For the past ten years, when conducting brand education workshops, I have often included a “branding water” case study. The point of the case study is to illustrate that anything can be branded successfully, even commodities. Hundreds of teams from dozens of countries have presented their recommendations on this topic. Most of the recommendations had at least nuggets of good ideas for creating unique brands of water. And many were strong enough that they could easily be turned into thriving businesses. I wish I had saved all of the teams’ flip chart pages from this case study over the years as their content could easily have been the basis of my next book, Branding Water: Differentiating Commodities for Fun & Profit.
Water is the quintessential commodity. Approximately 326 million trillion gallons of water can be found on earth. (Admittedly, only 3% of this is in the form of freshwater. About 70 percent of our planet is covered in ocean with an average depth of several thousand feet.) And approximately 60% of human bodies are water. Water is largely tasteless, odorless and colorless. Recognizing that water is scarcer in some places, still in much of the world, water is delivered directly to people’s homes at a relatively low cost and is easily available in great quantity. In fact, many people and businesses use massive quantities of water on a regular basis for irrigation, manufacturing and to maintain landscapes.
So how then can one differentiate and command a price premium for water? It has already been done many times before. Consider Voss, Pellegrino, Ty Nant, and many other brands of bottled water.

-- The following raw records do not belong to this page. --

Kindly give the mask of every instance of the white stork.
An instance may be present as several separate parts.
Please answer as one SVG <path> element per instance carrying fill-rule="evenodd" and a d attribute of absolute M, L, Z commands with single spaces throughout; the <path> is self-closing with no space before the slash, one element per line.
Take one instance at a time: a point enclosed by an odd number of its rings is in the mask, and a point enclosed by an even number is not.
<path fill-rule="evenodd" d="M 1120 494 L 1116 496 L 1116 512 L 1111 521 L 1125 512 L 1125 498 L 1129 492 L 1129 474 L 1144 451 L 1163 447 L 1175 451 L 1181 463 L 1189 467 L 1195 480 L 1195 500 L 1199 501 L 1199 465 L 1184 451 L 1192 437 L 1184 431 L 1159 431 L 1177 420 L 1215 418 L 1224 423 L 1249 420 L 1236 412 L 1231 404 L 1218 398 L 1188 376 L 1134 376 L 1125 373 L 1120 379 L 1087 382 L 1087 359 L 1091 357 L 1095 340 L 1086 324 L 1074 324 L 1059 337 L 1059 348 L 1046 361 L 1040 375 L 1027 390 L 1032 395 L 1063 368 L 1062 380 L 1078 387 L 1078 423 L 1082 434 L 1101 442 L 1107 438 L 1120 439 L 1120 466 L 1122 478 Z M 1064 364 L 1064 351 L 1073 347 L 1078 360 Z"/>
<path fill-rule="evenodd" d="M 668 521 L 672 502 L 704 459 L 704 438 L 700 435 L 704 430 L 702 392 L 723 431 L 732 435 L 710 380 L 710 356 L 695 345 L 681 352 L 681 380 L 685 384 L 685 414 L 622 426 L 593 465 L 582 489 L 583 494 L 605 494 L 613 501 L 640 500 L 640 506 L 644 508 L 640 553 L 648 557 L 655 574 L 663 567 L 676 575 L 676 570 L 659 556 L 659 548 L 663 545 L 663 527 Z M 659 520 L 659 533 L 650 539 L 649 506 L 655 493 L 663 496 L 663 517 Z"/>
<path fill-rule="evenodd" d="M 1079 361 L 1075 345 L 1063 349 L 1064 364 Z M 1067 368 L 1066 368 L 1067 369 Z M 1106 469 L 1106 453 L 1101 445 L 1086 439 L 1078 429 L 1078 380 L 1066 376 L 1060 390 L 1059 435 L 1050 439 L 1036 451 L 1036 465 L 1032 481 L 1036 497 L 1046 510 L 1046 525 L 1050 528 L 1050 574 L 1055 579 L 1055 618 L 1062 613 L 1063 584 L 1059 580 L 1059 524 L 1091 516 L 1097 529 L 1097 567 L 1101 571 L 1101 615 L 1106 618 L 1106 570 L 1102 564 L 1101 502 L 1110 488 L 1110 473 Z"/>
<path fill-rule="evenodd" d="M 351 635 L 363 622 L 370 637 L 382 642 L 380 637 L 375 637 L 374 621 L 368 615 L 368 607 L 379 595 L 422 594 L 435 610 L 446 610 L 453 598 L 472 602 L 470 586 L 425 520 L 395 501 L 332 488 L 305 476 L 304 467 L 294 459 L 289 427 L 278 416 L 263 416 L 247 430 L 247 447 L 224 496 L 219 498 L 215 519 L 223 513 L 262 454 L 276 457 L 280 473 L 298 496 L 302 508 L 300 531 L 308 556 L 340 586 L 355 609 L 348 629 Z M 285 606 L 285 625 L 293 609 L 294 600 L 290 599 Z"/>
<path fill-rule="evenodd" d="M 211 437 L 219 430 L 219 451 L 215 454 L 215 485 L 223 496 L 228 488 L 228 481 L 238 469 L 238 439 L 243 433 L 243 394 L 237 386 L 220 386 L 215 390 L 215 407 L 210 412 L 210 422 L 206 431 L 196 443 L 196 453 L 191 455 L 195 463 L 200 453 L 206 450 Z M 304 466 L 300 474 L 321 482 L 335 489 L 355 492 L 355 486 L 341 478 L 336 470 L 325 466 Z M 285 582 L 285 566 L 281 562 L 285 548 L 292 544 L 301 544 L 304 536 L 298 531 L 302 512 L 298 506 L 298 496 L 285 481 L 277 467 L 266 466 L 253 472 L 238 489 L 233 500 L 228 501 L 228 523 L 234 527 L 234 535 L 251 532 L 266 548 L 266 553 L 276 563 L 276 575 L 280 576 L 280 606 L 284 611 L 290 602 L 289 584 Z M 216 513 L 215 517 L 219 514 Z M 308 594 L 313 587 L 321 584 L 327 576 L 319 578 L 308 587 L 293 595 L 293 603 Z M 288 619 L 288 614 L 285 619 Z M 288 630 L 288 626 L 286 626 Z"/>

Here are some of the more common approaches to differentiating water that the marketing executives in my workshops have taken:
- Bottle/packaging shape/color/functionality
- Health qualities
- Ways to drink
- Suggested uses
- Bundling with other products
Some of the most extraordinary forms of differentiation outside of the obvious taste/flavoring/carbonation/color/bottle shape/packaging approaches include the story behind the water and its source/acquisition and the unusual/specialized uses and delivery methods.
I have not yet encountered a product or service that cannot be differentiated no matter how mature or competitive the industry or how commoditized the product is. There are always ways to add on to or bundle or deliver the product in a different way. And services, almost by definition, are not commodities. It is only commodity thinking that leads to commoditization. I have even worked with energy companies to help them differentiate and charge a price premium for what were previously perceived to be basic energy products.
Have some fun and challenge yourself. Develop a complete concept and business and marketing plans for a differentiated water product. Who knows? It might become your next business venture.